Ultrastructural observations do not reveal melanocytes, indeterminate dendritic cells, or melanosomes in the keratinocytes of depigmented skin; however, the number of Langerhans cells in the epidermis is normal. The number of melanocytes on the edge of the leukodermas is reduced, and numerous cytoplasmic nuclear abnormalities are noted. Some melanosomes surrounded by a clear halo are found inside of vacuoles. The number of melanocytes in the hypopigmented patches of Waardenburg syndrome is dramatically reduced. These dendritic cells contained poorly melanized melanosomes.
Histopathologic examination of the inner ears of persons with Waardenburg syndrome shows absent organs of Corti, atrophy of the spinal ganglion, and reduced numbers of nerve fibers.
No effective treatment is available for persons with Waardenburg syndrome. Early diagnosis and improvement of the hearing defect are important for the psychological development of children with this disease and help to reduce the sense of isolation.
Lack of resources in some societies may add to the physical and psychological obstacles faced by persons with Waardenburg syndrome. Tolerance and understanding of persons with Waardenburg syndrome help support their integration into society.

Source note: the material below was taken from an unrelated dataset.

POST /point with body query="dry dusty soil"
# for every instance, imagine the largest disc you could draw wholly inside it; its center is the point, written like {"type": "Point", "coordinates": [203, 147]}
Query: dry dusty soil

No effective surgical care is available except cochlear implantation in children with Waardenburg syndrome, which can improve the speech perception ability.[25]
Consultations with a geneticist are important since Waardenburg syndrome type I is an autosomal dominant disease and some affected persons have relatives with the same disease. However, even if prenatal test determines the presence of gene pathology, it still cannot predict the severity of its clinical expression.